News & events > Museums step up as vaccination centres
25 Jan 2021

Museums step up as vaccination centres

As reported in The Art Newspaper, some museums in England and Italy worldwide, which are currently closed due to coronavirus restrictions, are doubling up as Covid-19 vaccine centres. Some German vaccination centres are putting on art exhibitions for their patients.

In England, London's Science Museum is expected to open up for vaccinations, as is the Black Country Living Museum in Dudley, while the Thackray Museum of Medicine in Leeds has been vaccinating patients since December last year.

In Italy, the Castello di Rivoli Museum of Contemporary Art outside Turin will become the first gallery in the country to be used as a vaccine centre. “Castello di Rivoli will open as a vaccine centre as soon as medical staff have been vaccinated in hospital and old age homes have been vaccinated, likely within the next month,” says a spokeswoman.

The vaccination hub will be located on the third floor of the Savoy royal palace. “Castello di Rivoli’s massive third-floor gallery of over 10,000 square feet provides ample and secure space for a socially distanced waiting room, vaccine booths and a comfortable post-vaccine monitoring area,” says a statement. During the vaccination process, visitors can view a series of murals in the space by Claudia Comte and also listen to a newly commissioned audio piece by the Swiss artist.

And in other news, some German vaccination centres are offering patients an injection of art along with the coronavirus jab.

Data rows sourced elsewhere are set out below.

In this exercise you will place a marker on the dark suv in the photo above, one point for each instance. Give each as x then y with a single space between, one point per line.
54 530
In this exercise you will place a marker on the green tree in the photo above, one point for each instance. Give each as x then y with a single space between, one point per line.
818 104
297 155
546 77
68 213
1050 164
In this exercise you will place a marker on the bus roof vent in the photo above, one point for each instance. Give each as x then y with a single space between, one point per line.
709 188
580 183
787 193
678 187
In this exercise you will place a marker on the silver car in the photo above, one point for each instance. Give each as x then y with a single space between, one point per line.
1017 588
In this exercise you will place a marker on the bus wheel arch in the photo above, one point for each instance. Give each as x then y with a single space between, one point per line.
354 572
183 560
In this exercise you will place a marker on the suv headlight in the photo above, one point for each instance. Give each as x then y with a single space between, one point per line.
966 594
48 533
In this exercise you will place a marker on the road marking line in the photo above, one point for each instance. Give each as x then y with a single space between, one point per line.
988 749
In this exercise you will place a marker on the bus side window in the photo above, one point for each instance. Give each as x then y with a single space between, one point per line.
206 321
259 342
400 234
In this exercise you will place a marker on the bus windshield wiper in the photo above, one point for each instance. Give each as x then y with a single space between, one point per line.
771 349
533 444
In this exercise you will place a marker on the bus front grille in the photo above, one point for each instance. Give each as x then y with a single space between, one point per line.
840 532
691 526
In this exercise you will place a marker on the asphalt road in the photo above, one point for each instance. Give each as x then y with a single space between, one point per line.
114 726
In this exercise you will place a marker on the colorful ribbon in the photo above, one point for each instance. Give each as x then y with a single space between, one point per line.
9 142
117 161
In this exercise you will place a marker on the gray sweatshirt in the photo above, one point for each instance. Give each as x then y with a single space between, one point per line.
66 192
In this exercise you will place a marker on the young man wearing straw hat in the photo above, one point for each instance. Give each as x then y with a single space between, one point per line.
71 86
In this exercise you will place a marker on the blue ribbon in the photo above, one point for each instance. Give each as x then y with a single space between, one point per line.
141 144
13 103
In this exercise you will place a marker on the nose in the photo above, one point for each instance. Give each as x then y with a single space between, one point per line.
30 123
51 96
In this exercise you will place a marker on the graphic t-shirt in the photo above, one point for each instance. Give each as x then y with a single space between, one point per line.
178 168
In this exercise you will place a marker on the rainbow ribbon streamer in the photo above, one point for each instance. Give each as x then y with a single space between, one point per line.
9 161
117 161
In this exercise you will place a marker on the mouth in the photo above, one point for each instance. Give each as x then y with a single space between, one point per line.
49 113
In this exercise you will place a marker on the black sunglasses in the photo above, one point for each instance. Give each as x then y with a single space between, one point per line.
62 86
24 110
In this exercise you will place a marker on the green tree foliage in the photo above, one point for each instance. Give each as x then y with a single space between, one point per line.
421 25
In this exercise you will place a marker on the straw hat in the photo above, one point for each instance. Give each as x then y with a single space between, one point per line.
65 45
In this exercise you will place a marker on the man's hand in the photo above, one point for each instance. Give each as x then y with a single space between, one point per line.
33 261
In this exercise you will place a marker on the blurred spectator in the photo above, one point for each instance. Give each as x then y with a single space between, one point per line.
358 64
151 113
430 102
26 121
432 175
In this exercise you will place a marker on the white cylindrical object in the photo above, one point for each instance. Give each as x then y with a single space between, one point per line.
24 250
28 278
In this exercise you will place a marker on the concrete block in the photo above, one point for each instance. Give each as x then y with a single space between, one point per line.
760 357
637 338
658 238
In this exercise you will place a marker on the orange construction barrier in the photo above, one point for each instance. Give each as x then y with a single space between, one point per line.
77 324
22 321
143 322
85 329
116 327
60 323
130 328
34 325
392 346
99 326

In the Bavarian town of Straubing, 84 works by 42 local artists are on show in a vaccination facility established in a trade exhibition centre. Patients awaiting their turn to be inoculated against the coronavirus can pass the time studying installations and sculptures in the reception room.

Straubing’s Association of Fine Artists' winter exhibition had to be cancelled after the introduction of more restrictive lockdown measures in December. The president of the association, Erich Gruber said: “We had already installed the artworks", then one of the artists suggested showing the exhibition at the vaccination centre 500 metres away instead. The mayor was open to the proposal and so was the head of the vaccination centre and “We set it all up in one and a half days with help from the fire brigade."

A vaccination centre in Bottrop is also doubling as exhibition space for a show that was planned for the local cultural centre and several other cities are considering following suit, according to the Frankfurter Allgemeine Zeitung. Gruber says he has received a query from the city of Trier, which is also interested in showing art in vaccination centres.